The details are still being hashed out, but the tentative accord is one of the final loose ends leaders must tie up in spending negotiations.
“I can’t imagine Sen. Schumer saying no but until the ink is dry I’m not declaring victory,” said one of the provision's main authors, No. 2 Senate Republican John Cornyn.
The government runs out of money at midnight on Friday. And while leadership sources say the deal is essentially finalized, 218 votes still need to be found in the House, and any one senator can hold up passage at least temporarily in the upper chamber.
The so-called FIX NICS bill would increase penalties on agencies that do not report sensitive information to the FBI’s national background checks system that bars criminals as well as people with severe mental health conditions from purchasing a firearm.
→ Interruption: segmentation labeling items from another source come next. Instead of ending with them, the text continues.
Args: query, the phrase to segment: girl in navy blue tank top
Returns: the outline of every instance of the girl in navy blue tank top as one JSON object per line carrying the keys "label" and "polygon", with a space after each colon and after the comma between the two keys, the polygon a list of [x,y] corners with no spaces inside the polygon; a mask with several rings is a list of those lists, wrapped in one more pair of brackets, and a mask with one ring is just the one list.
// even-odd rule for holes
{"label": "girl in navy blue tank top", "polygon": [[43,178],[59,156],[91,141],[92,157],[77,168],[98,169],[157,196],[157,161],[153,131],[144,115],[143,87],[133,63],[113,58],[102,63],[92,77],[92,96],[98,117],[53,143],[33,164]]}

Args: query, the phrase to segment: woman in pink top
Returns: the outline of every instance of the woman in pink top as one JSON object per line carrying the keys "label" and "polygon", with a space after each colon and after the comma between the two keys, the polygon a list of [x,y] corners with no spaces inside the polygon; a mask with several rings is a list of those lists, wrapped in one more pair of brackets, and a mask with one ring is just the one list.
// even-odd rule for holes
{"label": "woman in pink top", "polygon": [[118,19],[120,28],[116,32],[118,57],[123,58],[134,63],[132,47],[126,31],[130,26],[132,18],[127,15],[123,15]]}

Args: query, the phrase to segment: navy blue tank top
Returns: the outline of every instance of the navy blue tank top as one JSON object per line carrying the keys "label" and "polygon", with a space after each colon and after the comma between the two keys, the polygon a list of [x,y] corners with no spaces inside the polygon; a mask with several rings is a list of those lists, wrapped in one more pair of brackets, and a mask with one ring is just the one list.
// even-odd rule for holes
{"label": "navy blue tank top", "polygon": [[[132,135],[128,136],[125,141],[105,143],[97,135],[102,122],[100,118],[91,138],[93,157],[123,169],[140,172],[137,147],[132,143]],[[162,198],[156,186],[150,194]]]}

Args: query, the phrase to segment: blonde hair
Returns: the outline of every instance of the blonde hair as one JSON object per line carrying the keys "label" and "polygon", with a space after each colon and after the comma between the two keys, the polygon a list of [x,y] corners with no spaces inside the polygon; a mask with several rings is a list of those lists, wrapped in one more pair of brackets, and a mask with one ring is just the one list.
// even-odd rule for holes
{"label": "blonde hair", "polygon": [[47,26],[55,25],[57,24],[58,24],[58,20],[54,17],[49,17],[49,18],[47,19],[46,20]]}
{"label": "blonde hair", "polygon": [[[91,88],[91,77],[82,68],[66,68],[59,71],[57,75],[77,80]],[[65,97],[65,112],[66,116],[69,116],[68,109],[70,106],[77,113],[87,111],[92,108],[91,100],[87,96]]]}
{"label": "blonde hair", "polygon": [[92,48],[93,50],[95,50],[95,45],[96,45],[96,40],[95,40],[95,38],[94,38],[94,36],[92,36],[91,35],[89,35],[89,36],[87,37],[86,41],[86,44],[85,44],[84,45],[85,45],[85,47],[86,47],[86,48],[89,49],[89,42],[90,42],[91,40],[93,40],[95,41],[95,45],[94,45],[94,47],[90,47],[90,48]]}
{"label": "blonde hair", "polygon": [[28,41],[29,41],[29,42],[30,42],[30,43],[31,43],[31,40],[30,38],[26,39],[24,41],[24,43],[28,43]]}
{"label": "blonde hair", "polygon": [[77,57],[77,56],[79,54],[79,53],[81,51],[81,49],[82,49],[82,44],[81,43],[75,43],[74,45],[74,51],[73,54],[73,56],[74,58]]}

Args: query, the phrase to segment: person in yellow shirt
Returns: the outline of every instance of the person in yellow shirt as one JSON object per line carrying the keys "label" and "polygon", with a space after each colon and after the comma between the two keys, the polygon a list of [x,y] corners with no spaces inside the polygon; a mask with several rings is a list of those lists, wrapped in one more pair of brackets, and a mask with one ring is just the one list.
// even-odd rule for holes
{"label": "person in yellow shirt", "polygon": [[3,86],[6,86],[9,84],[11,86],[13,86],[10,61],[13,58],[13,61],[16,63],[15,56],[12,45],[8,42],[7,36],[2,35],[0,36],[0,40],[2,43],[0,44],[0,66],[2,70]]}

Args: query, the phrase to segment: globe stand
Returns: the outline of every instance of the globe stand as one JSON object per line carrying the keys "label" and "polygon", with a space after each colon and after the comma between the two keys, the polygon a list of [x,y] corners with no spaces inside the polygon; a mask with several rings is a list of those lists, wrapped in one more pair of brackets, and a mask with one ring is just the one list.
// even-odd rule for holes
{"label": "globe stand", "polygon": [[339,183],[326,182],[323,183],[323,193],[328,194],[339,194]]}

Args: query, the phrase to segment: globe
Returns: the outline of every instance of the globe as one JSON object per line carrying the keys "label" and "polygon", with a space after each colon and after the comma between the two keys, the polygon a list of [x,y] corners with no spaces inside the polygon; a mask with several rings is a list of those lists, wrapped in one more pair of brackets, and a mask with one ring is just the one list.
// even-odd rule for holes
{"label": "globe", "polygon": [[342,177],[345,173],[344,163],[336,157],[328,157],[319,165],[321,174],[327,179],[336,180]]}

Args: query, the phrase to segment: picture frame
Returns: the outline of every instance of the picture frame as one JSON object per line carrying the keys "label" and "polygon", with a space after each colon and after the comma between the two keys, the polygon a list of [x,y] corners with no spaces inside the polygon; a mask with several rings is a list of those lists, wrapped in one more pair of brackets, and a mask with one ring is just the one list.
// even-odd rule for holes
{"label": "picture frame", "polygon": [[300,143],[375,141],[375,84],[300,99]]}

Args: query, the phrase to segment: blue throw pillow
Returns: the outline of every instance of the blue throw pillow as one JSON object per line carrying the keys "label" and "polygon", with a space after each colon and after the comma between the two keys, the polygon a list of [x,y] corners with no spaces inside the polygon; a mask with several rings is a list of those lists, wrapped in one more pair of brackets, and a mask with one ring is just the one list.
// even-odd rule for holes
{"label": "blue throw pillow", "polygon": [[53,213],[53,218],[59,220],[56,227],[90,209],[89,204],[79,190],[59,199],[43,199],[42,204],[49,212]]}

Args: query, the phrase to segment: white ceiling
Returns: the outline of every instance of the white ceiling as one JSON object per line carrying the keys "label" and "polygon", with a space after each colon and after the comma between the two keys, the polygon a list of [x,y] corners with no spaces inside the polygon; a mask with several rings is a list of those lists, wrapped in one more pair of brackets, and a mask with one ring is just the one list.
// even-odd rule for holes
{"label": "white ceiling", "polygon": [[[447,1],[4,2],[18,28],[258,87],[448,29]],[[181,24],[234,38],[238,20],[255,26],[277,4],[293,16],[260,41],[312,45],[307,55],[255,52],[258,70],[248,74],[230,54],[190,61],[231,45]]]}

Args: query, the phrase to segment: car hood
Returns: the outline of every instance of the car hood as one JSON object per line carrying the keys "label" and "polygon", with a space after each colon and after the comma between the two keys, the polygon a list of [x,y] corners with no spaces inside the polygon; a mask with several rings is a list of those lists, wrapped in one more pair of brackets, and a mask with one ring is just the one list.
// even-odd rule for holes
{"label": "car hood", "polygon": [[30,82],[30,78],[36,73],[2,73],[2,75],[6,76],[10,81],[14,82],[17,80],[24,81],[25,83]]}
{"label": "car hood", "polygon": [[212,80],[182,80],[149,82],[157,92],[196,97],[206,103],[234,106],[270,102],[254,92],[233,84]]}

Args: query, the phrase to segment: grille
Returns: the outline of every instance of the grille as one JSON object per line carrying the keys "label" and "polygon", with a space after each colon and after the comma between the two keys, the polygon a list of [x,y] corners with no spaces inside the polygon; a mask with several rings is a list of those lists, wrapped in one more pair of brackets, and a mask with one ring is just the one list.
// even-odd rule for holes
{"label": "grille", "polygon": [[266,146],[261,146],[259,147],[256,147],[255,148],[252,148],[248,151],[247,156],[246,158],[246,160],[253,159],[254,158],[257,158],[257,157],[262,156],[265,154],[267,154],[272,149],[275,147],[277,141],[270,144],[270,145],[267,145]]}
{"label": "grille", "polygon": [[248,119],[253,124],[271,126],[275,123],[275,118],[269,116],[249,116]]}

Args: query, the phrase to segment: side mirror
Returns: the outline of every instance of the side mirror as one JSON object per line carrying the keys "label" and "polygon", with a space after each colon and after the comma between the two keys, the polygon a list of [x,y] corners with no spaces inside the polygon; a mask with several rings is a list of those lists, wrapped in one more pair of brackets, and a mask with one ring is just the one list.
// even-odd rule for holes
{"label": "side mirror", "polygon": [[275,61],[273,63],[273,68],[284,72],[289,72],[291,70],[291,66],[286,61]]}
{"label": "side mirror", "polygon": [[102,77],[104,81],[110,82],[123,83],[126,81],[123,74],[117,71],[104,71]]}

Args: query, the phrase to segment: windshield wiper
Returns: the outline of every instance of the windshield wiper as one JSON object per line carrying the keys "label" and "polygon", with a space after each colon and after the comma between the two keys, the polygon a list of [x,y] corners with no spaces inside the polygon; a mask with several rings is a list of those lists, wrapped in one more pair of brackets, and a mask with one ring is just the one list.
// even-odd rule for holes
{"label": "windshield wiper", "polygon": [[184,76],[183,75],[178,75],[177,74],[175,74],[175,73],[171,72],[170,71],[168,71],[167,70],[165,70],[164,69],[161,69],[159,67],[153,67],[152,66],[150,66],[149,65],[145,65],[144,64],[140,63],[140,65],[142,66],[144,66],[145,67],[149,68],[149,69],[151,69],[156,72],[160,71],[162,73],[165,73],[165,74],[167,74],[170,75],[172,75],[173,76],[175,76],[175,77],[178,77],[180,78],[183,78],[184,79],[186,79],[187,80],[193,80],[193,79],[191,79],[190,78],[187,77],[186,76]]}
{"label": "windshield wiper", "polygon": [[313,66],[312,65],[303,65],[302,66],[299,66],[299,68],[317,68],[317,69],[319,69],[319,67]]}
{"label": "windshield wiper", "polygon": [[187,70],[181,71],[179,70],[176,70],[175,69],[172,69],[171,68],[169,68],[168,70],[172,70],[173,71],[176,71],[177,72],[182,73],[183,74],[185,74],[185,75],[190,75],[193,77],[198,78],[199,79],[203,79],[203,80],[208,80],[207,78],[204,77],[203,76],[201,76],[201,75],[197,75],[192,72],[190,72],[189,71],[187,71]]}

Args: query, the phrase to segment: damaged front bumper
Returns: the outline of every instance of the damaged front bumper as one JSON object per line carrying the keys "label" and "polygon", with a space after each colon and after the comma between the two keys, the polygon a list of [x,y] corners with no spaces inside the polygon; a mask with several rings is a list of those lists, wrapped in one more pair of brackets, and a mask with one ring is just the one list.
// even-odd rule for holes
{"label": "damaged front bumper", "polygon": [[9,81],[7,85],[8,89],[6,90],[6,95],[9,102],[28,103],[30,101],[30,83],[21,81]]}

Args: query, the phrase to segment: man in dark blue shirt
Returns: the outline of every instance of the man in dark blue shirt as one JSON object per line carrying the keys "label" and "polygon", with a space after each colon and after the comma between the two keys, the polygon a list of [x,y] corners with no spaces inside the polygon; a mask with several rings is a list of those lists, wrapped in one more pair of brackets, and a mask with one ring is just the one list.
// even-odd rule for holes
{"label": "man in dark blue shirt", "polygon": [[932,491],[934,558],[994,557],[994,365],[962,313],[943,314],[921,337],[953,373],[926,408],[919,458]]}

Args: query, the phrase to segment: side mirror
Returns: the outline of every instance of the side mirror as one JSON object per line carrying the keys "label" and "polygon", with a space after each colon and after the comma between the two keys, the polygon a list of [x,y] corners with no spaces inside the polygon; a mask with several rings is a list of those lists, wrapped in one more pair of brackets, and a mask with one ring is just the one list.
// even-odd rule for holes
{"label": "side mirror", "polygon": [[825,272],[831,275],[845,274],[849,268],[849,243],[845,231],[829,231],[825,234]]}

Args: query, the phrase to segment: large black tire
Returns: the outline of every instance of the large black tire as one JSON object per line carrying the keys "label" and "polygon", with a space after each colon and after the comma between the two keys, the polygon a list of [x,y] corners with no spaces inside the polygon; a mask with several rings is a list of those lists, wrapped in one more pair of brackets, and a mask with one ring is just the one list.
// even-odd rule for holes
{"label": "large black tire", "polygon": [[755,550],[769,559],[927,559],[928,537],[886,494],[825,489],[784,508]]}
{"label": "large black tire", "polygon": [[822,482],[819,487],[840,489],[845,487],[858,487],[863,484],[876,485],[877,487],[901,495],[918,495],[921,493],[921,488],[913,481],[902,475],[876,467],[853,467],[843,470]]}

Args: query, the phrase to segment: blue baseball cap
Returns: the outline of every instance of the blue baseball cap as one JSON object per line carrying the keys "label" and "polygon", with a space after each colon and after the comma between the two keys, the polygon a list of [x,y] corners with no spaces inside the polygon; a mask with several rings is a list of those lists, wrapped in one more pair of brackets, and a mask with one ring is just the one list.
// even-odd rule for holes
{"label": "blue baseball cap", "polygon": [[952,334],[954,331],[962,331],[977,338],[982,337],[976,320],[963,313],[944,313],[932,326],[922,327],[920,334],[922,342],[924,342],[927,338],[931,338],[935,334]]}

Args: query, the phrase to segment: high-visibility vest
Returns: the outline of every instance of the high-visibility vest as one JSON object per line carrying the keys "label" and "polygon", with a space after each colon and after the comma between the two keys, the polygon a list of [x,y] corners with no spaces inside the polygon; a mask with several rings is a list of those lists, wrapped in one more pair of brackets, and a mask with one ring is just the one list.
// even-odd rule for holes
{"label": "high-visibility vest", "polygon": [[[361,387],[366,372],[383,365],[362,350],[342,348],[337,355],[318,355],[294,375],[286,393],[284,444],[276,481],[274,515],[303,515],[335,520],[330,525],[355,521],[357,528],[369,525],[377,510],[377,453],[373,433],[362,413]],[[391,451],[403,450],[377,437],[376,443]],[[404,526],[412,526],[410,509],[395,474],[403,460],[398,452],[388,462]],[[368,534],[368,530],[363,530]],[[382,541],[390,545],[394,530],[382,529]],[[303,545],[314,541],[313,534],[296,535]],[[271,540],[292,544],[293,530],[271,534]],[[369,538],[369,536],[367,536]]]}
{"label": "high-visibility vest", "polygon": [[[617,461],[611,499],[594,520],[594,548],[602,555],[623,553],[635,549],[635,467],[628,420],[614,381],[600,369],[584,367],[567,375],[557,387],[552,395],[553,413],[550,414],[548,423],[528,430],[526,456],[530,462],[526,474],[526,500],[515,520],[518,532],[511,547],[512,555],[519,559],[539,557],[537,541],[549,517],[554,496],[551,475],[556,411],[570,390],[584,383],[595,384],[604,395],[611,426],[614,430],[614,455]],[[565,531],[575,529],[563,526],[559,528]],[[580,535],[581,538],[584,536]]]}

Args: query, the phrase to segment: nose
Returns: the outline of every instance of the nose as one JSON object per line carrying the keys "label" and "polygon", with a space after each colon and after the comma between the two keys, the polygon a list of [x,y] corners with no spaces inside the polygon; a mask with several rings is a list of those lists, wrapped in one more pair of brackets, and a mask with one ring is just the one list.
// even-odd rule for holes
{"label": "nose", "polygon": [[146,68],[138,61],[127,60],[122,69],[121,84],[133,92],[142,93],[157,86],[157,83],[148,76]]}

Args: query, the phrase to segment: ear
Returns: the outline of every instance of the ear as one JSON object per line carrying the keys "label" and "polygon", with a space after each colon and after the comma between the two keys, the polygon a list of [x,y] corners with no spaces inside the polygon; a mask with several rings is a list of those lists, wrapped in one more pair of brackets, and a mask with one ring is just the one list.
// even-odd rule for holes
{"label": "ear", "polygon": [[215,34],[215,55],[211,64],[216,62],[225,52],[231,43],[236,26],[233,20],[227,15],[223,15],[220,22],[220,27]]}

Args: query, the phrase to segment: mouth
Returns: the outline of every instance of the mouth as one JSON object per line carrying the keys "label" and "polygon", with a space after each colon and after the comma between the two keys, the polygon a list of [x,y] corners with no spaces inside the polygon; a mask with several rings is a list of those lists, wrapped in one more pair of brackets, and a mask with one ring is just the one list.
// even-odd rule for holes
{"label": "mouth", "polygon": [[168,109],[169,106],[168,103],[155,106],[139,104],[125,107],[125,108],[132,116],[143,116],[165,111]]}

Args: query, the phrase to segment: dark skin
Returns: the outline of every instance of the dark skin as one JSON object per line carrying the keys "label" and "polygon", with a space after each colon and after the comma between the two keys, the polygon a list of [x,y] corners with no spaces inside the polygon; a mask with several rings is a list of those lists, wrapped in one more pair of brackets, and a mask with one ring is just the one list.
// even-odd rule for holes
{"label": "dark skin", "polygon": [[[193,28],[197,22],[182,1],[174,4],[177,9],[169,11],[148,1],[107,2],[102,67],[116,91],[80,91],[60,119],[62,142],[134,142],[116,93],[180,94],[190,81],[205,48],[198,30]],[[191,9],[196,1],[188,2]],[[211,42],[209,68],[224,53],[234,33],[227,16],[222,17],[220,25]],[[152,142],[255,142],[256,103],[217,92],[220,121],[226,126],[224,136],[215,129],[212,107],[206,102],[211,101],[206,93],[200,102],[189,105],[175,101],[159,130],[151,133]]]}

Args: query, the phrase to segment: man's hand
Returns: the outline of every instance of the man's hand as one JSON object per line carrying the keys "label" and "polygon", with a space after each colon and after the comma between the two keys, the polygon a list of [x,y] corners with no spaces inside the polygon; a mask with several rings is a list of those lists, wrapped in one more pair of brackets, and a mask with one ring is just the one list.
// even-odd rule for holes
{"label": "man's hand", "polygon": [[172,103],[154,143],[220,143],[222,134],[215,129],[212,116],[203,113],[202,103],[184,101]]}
Cornyn of Texas and Connecticut Democrat Chris Murphy introduced the bill after 26 churchgoers were killed last year.
The gunman had been discharged from the Air Force for domestic violence and should have been added to the criminal background check system but was not.
Trump asked Congress to pass the bill, which is backed by the National Rifle Association, in the wake of the Parkland high school shooting in Florida. Republicans urged their Democratic colleagues to allow the text into the spending package — even though Democrats argue it’s unlikely to do much to curb mass shootings.
Democrats have called for expanding background checks to include sales online and at gun shows, and many want to reinstate the ban on assault rifles.
Indeed, the gun issue remained a key holdup in the talks as Schumer pushed for more aggressive gun restrictions, according a source familiar with the talks. Murphy personally made the case to Democratic leadership to accept the compromise, even if it didn’t go as far as they wanted, the person said.
House conservatives are already balking. Members of the Freedom Caucus say GOP leaders promised them that the provision would only be considered alongside a gun-rights friendly measure to honor concealed carry permits across state lines.
"What we were told by our leadership is directly opposite what is happening today," Rep. Jim Jordan (R-Ohio) complained Wednesday.
Jordan said House leaders assured them they wouldn't decouple the two proposals, though others said they always expected leadership to reverse themselves.
"We all knew this was going to happen," said Rep. Matt Gaetz (R-Fla.) "I don’t think you’ll find many Second Amendment conservatives who are clutching their pearls at this particular issue."